Manoftheworld, you are absolutely correct that test e because of an extra carbon is "potentially" more test per mg. When i was typing this out i had just finished discussing use of prop for daily use for TRT and it was still stuck on my mind. Truthfully the difference between cypionate and enanthate or so minimal that it is a toss up. As far as using a combo cruise of 100/100 it would only make sense to use what ever compound to compliment the test regimen you are planning to use. If you are planning to do 50mg of test cyp twice a week, then you might as well do tren e twice a week as well since you are injecting twice and it will give you more steady levels throughout.
Halflife, that is great that you are in D.O. school. It takes long hours and a lot of dedication to pull through. Male hormone replacement therapy is just starting. It is becoming more and more main stream. Up to a few years ago, it was esoteric and physicians at the most would only prescribe Androgel etc and would barely ever prescribe injectable forms of test. Now it is more and more acceptable and understood science. Endocrinology is a great field, but you must get through internal medicine first to get there. Good luck with your USMLE 2 and 3
Torque, I am a fan of certain peptides. I use triptorelin in my practice to kick start patient's natural test production. I can gauge and see what their body is even capable of producing. If i can get them over 500 total test then i am happy and we can avoid TRT. But if despite use of triptorelin their body just physically cant produce the needed test then TRT is next option. Tesamorelin (Egrifta) was just approved by FDA for HIV patients to increase lean body mass because it directly increases HGH and hence IGF-1. There is definite science behind the growth hormone release factors such as ipamorelin and tesamorelin etc. I just personally believe that from what i currently see, most people are just not using enough to fully benefit. Traditionally with Sermorelin it was though 100mcg two or three times a day would be sufficient, but for example the use of tesamorelin is 2mg daily. That is almost 10x the dose of Ipamorelin that i see currently used. This also gives credence to the people that are using high dose Ipamorelin in the mg range and getting significantly better results. Another reason i believe that the current dosages are not high enough is because during the Tesamorelin studies, the subjects actually had increase levels of IGF-1. This is significant because there is this believe that peptides do not increase plasma IGF-1 and only increase intracellular levels. This obviously is not true if you look at the tesamorelin subjects because with the 2mg daily dose their plasma IGF-1 definitely increased.

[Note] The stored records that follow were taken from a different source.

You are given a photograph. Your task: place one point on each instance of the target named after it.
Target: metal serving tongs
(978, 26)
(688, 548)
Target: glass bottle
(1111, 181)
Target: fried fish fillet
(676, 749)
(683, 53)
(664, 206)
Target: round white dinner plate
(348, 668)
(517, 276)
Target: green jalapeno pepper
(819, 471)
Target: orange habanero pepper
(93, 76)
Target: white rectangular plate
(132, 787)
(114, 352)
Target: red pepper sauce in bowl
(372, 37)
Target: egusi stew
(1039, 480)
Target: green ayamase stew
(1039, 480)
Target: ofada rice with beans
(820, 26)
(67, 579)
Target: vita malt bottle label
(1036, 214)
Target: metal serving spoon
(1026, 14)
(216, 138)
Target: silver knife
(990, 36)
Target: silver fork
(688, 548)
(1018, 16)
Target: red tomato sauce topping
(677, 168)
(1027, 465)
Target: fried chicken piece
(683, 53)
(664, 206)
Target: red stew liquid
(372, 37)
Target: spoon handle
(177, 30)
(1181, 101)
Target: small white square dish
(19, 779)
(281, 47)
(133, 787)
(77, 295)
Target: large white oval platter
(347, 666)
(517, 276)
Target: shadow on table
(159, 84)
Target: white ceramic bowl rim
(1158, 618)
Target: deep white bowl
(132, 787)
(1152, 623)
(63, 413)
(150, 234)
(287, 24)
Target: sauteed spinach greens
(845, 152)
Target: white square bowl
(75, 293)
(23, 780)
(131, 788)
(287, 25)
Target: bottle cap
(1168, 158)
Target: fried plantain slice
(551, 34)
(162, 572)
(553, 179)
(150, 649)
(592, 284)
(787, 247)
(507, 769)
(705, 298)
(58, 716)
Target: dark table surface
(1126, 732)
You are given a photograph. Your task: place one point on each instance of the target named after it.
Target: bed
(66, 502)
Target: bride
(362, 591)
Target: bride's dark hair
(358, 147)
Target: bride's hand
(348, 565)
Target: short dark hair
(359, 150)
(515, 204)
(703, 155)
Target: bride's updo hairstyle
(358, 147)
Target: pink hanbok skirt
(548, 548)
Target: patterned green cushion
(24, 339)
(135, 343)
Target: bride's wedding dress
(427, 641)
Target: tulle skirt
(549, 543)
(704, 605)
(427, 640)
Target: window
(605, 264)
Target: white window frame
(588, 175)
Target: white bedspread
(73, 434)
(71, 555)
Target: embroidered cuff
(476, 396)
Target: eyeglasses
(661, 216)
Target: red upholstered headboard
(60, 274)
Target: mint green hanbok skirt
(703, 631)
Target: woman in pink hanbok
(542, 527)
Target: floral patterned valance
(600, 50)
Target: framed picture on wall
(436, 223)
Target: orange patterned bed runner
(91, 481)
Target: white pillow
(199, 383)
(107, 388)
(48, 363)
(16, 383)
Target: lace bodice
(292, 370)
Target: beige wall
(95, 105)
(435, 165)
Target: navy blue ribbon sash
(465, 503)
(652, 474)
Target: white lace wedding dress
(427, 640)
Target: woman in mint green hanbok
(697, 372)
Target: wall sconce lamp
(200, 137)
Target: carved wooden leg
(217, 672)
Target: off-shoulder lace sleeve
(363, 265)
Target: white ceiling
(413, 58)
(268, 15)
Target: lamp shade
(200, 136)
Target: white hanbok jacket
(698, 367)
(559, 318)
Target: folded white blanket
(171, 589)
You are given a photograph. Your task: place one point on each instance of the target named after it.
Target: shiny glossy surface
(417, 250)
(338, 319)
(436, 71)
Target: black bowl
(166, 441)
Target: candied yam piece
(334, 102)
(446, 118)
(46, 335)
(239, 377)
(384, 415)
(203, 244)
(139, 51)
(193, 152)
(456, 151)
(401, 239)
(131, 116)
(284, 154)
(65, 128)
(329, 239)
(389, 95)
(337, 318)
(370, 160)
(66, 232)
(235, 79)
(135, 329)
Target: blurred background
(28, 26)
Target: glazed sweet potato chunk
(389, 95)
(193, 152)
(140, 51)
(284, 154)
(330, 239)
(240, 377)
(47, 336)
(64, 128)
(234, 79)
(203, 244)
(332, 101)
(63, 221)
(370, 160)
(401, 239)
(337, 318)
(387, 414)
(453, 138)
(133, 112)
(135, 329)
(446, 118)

As far as Clomid and tamoxifen goes for PCT i have gone in great details in one of the first couple of pages. But i prefer toremifene to tamoxifen simply because it is just a better drug in all aspects. I recommend a long and steady PCT as in 4 weeks. I like the clomid and tore to be started at 100mg daily each with subsequent tapering at week 3 and 4. But for more detail refer to the earlier post i made where i went in to detail. You have to realize that some of the questions about long term damage is just not ethically correct because no study would put patients on the levels used for bodybuilding indefinitely. All we can go by is from short runs on animals and even humans and the damages they cause and all we can do is speculate the rest. There is absolutely no question that long term supra physiologic doses of AAS will cause health problems. We can fight it, argue against it, deny it, slams our fists on the table but it is what it is. Hope that answers your questions.